Those who squirm over Shepard's life-style might have felt more righteous last week when it was reported that he'd made a pass at a bartender in Cody last summer, got punched in the face and falsely reported to police that he'd been raped. (No charges were filed.) If only a punch in the face were the stiffest penalty for making a pass.

There's a touch of homophobia in the Wyoming legislature, state representative Mike Massie of Laramie tells you. It's a religious thing, he says. God has apparently channeled his thoughts on gays through a few good ole boys in Cheyenne.

Four times this decade, Massie has co-sponsored antibias bills; four times they've died. There's no problem with enhanced penalties for crimes against race, religion or ethnicity, he's been told, but if he doesn't drop sexual orientation from the list, there's not a chance in hell. Other opponents argue against special legislation for any group or contend that existing laws are sufficient.

"I am so angry over the fact that it never passed," Massie says, because now the nation can wonder whether, "gee, maybe Wyoming tolerates this kind of thing."

And that, for all the legalistic hand wringing, is the most compelling reason for such a bill. The symbolism. Politics is at least half symbolism anyway.

"You know the quote: The only prerequisite for the triumph of evil is that good men do nothing," said Graham Baxendale, an Englishman who came to America in August to study, of all things, hate groups. He teaches a University of Wyoming class on "the implications and ramifications of hate crimes." "Unfortunately," he said at a teach-in last week, "my job just got easier." There's no telling how long it will last, Baxendale says, but there is a dialogue in Laramie where there wasn't one before, and it has spread through Wyoming and beyond.

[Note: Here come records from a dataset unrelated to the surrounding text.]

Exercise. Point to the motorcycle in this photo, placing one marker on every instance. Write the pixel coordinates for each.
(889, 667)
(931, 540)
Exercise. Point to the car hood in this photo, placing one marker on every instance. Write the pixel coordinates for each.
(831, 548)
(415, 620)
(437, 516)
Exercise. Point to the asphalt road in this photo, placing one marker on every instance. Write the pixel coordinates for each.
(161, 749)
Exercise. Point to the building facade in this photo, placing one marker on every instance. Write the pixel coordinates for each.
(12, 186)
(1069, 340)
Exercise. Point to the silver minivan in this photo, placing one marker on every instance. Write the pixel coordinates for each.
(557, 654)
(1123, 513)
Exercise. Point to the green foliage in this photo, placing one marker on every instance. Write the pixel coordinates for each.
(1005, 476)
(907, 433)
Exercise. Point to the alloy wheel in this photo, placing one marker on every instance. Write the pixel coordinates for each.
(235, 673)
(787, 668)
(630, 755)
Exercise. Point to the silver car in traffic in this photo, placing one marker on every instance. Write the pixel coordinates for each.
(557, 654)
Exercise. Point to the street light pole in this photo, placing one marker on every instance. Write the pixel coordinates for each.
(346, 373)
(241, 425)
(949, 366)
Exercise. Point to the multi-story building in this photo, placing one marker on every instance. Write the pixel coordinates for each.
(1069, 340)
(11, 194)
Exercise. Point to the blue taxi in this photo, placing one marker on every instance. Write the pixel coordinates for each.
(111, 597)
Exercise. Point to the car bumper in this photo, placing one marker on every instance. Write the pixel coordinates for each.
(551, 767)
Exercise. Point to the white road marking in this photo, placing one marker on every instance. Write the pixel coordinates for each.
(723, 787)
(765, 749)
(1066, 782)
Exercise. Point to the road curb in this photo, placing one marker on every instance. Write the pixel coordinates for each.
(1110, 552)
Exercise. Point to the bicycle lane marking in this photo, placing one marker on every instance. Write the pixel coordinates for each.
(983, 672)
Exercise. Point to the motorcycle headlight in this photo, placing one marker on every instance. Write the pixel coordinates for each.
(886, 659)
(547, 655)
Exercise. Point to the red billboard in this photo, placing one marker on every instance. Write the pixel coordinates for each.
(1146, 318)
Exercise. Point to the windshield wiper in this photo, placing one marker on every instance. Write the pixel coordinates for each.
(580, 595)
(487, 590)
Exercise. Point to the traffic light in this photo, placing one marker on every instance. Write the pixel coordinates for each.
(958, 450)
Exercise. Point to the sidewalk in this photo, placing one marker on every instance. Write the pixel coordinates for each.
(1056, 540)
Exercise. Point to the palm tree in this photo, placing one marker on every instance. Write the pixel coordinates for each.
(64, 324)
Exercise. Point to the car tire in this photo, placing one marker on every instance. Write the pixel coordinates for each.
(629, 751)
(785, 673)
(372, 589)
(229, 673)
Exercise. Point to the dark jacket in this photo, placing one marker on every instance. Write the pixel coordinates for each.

Shepard's body was taken home last week to Casper, where he once played Little League and acted in local theater and was always the littlest kid. Annie Spitzer, a Shepard family friend known as Sister Annie at a Pentecostal ministry, remembers a trip downtown with Matt when he was in elementary school. "He saw a flag at half-staff, and he asked me, 'What's wrong with that flag? Why isn't it all the way up?'" And she told him, "Oh, that means that someone very important has died." As she explained mourning, Matt hugged her legs.

Snow fell Friday at Shepard's funeral in Casper, where the flags flew at half-staff and hate groups demonstrated not far from St. Mark's Episcopal Church. Winter, beautiful and wicked, is coming to Wyoming.